The COVID-19 vaccine is the most important tool in stopping the spread of the virus and allowing life to return to how it was pre-pandemic. With continued economic losses, decreases in GDP, and increased government spending on stimulus packages increasing the deficit, the extent of recovery in the United States economy was dependent upon the successful development and distribution of a vaccine. While government efforts, such as PPP loans and stimulus payments have been effective in keeping individuals and businesses afloat, they are not a permanent solution and the government deficit level will continue to increase and negatively impact the economy without a reduction of cases. It will lead us to a state where economic reopening can slowly occur, and the economy can take steps towards going back to normal. This can be seen the demand for industries which suffered during the pandemic such as the restaurant industry and travel industry increasing.
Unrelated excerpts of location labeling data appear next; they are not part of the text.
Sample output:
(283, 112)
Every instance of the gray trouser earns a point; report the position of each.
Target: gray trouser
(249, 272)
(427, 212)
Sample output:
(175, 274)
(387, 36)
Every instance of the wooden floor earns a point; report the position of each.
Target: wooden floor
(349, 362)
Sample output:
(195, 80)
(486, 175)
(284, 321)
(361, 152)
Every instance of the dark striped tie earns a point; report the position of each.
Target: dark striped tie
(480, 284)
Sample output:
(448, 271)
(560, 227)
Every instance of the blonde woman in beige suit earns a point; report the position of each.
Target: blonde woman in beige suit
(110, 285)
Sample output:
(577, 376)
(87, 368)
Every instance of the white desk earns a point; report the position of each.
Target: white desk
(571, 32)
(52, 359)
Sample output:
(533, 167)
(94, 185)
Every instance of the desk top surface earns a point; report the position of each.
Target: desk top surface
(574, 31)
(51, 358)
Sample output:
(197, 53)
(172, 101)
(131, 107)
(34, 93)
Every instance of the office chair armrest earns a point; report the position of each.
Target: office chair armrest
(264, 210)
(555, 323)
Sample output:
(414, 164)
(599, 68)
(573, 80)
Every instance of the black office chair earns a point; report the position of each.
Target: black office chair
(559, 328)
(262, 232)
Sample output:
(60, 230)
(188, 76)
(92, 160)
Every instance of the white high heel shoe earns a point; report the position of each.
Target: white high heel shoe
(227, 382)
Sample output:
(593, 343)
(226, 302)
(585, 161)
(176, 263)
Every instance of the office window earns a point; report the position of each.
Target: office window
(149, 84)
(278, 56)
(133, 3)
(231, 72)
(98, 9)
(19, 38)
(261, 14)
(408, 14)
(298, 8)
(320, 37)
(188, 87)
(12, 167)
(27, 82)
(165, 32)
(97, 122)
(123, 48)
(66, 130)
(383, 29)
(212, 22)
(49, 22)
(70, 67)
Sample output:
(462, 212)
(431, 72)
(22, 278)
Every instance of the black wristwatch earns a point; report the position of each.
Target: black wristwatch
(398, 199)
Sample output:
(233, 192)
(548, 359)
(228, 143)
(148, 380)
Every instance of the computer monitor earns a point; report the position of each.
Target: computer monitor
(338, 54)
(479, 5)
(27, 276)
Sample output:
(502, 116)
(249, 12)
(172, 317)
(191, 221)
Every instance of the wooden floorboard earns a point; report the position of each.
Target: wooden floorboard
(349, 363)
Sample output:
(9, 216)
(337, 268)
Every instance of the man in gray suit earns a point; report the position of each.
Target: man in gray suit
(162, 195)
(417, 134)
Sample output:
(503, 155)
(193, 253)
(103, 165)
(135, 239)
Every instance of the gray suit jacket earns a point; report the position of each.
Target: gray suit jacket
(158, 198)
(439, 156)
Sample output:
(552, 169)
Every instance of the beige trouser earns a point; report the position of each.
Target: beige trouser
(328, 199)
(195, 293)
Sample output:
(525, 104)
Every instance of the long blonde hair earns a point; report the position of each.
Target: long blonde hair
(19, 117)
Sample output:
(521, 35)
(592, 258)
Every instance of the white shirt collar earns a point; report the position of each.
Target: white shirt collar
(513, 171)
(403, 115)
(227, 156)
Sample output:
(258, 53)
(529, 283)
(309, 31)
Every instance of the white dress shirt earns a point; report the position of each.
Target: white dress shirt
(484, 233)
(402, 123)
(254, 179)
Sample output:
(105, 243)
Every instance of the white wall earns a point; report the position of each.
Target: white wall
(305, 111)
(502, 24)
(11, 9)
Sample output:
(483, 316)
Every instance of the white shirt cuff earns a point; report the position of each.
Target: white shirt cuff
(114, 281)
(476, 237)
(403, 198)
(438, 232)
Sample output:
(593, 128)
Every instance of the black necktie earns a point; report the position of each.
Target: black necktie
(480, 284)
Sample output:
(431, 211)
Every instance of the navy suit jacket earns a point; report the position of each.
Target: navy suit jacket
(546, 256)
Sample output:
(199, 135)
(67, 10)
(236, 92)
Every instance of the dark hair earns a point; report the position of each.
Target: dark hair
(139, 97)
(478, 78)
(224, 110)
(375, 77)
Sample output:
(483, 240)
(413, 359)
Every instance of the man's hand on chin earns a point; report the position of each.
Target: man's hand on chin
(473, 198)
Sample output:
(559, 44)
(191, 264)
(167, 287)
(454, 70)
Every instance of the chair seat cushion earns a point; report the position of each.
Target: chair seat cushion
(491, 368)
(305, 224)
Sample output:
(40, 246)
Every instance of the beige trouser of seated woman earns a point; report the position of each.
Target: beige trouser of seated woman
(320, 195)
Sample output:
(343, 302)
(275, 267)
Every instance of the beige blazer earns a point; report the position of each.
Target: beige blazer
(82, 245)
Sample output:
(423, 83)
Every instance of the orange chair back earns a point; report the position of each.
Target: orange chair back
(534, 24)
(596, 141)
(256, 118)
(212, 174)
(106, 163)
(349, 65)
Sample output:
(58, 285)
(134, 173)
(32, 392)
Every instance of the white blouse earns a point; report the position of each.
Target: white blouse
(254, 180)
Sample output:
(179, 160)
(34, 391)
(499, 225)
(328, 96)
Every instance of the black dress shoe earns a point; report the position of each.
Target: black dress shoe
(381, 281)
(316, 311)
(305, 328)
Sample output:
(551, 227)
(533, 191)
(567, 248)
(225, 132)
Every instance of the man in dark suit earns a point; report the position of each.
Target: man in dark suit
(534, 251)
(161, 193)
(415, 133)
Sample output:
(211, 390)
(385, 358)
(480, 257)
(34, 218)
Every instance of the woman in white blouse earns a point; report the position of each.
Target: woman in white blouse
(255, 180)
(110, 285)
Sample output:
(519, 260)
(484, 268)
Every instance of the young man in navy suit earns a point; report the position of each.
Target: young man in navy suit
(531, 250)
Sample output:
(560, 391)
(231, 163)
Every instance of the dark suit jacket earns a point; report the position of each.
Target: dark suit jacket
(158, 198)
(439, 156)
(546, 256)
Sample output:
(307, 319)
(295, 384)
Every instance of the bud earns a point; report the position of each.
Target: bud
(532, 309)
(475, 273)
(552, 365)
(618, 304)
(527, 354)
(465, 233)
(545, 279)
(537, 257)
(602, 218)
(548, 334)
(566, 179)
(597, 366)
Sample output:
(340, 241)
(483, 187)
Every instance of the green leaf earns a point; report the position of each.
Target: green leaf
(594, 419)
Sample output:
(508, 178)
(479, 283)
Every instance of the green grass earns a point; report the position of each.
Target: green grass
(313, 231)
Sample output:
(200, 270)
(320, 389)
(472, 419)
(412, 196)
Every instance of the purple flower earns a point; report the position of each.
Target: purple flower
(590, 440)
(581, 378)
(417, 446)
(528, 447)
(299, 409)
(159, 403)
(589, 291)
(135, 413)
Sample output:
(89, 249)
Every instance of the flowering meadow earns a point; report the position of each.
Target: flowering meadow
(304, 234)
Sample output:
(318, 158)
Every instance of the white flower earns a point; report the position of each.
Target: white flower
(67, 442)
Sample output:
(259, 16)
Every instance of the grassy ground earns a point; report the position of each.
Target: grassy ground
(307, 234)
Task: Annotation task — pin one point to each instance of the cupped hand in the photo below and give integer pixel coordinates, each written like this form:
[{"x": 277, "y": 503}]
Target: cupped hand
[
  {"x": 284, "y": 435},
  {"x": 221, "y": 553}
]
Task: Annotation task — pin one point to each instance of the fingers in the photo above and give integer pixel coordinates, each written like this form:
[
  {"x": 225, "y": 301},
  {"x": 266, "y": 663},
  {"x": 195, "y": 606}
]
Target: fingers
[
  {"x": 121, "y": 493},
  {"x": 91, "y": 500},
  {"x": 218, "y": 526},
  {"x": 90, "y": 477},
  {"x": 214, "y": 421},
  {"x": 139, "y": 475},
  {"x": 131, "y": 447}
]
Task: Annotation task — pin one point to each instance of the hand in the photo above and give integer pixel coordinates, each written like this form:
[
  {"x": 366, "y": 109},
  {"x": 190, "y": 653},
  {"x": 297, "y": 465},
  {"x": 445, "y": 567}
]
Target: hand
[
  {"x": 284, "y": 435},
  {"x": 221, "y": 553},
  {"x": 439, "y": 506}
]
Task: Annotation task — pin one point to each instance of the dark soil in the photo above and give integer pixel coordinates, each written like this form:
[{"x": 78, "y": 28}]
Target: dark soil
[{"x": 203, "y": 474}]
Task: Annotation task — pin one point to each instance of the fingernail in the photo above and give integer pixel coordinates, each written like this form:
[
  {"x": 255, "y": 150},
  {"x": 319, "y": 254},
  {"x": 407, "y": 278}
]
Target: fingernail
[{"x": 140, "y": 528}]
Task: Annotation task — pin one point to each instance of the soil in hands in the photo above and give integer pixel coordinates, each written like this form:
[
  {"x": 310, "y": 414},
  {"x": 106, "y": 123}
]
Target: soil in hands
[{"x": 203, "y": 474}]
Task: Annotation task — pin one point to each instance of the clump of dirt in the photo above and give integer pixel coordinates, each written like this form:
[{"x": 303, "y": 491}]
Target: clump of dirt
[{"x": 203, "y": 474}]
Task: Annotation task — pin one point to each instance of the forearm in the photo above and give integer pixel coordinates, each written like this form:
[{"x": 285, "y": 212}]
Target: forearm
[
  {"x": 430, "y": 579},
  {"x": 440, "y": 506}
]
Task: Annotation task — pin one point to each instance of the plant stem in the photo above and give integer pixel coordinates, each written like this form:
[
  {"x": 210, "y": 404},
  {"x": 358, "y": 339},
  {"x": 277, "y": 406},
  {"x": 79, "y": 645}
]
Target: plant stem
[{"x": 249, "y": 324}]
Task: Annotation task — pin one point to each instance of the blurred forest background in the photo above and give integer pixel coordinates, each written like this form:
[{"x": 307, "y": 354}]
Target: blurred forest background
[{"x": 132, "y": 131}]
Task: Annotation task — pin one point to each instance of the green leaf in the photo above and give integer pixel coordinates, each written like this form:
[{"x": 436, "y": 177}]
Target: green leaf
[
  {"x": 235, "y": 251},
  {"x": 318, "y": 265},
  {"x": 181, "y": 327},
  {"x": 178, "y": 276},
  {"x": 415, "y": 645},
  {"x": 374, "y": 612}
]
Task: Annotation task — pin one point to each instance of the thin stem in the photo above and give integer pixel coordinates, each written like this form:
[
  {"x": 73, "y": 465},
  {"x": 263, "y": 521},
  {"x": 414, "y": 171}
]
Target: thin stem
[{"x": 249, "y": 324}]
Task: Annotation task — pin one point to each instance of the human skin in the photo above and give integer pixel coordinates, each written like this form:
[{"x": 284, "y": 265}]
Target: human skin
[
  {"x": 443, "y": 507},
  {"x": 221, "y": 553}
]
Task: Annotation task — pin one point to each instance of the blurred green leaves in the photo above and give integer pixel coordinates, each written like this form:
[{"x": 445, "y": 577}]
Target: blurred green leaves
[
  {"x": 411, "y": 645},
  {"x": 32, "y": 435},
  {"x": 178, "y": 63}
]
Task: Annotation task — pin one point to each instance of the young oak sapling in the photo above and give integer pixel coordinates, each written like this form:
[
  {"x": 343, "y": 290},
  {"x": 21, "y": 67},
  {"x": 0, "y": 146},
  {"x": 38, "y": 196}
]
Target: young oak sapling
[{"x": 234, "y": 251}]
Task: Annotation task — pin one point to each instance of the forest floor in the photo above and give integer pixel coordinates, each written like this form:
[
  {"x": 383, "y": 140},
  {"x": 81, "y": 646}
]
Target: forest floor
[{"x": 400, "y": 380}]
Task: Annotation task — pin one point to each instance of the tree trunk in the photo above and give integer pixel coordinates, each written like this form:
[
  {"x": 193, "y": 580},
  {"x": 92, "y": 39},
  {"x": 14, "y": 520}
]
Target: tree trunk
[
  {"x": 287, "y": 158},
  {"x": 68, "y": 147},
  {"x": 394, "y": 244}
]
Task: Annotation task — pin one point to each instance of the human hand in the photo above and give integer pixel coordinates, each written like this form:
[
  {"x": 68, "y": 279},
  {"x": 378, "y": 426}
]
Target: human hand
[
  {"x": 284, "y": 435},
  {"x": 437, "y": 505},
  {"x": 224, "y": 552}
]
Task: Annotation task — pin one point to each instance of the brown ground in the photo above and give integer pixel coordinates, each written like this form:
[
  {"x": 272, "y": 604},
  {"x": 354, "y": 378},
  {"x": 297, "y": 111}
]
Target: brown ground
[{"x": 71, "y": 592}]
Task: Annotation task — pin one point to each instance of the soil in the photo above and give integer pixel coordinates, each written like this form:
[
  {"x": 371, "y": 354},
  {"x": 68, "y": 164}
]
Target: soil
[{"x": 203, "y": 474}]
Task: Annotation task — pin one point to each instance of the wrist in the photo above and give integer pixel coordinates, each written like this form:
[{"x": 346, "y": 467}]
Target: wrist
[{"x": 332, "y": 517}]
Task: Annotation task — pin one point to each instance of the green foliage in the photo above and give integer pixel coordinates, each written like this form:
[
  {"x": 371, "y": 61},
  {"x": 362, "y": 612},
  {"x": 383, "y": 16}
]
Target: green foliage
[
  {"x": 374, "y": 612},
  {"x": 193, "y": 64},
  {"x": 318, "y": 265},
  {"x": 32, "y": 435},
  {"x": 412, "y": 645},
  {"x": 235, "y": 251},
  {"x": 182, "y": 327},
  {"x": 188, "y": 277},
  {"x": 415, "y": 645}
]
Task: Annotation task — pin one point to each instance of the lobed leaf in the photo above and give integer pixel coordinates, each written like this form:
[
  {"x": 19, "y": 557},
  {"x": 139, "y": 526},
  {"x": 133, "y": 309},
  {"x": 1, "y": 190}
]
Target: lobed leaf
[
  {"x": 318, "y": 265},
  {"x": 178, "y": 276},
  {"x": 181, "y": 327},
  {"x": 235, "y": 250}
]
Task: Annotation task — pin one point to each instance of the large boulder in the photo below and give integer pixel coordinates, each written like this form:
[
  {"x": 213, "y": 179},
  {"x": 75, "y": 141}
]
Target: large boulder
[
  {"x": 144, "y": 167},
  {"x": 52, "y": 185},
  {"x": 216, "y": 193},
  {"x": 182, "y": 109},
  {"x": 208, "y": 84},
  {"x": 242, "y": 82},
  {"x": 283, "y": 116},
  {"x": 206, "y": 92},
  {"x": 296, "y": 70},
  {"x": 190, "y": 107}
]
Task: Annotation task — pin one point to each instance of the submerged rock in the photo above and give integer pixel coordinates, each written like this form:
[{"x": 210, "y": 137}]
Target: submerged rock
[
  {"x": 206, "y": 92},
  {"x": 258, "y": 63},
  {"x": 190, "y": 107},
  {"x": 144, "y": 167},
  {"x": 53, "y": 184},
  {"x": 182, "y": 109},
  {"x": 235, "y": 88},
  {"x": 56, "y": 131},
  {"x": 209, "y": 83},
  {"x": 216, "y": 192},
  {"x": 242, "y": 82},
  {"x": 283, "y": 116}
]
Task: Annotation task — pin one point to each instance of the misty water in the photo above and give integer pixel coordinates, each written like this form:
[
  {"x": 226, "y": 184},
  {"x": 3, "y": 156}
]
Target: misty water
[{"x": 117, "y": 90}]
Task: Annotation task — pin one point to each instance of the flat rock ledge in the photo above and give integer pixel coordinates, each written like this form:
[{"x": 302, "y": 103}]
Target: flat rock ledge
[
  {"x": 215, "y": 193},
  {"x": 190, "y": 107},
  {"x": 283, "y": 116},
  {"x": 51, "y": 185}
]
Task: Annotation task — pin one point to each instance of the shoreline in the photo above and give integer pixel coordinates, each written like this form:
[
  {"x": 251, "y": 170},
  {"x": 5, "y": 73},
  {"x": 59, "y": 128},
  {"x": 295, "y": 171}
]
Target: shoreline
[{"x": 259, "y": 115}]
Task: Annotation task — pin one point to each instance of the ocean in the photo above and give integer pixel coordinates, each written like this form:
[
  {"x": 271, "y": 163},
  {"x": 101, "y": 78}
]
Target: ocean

While profitable futures are predicted for these industries, it is important to consider that many of these businesses encountered substantial profit losses which will be recovered and have the potential to impact operation size. Additionally, many of the regulations, which the success of the industries depend on, are uncertain and subject to change. It is also going to take time for Americans to build savings and come out of hardships faced from the pandemic. In addition to this, the development of the vaccine itself is contributing to economic growth, and is also leading to the rise of power
of pharmaceutical companies in the future, both fiscally and socially. However, while these firms have more R&D, the demand such as the one seen with the COVID-19 vaccine will most likely be unparalleled. Further, many of the gains seen in industries such as the technological industry, real estate industry seem to have been as a result of the pandemic conditions and are likely to be reversed or diminished. At the same time, technology has become embedded in our lives and is always innovating, so there is the possibility that the predicted decrease in usage may not occur to the extent predicted, and the industry still may be able to sustain gains which would allow the S&P 500 to rebound. A recent study also showed that the number of Americans who would be comfortable moving after receiving the COVID-19 vaccine is 70%, a large increase from the current 52% (Stackpath 2021). This means that there is a potential for another boom, regardless of interest rates and increased foreclosures. While we do not know the definitive impact of the vaccine, there does seem to be some light at the end of the tunnel.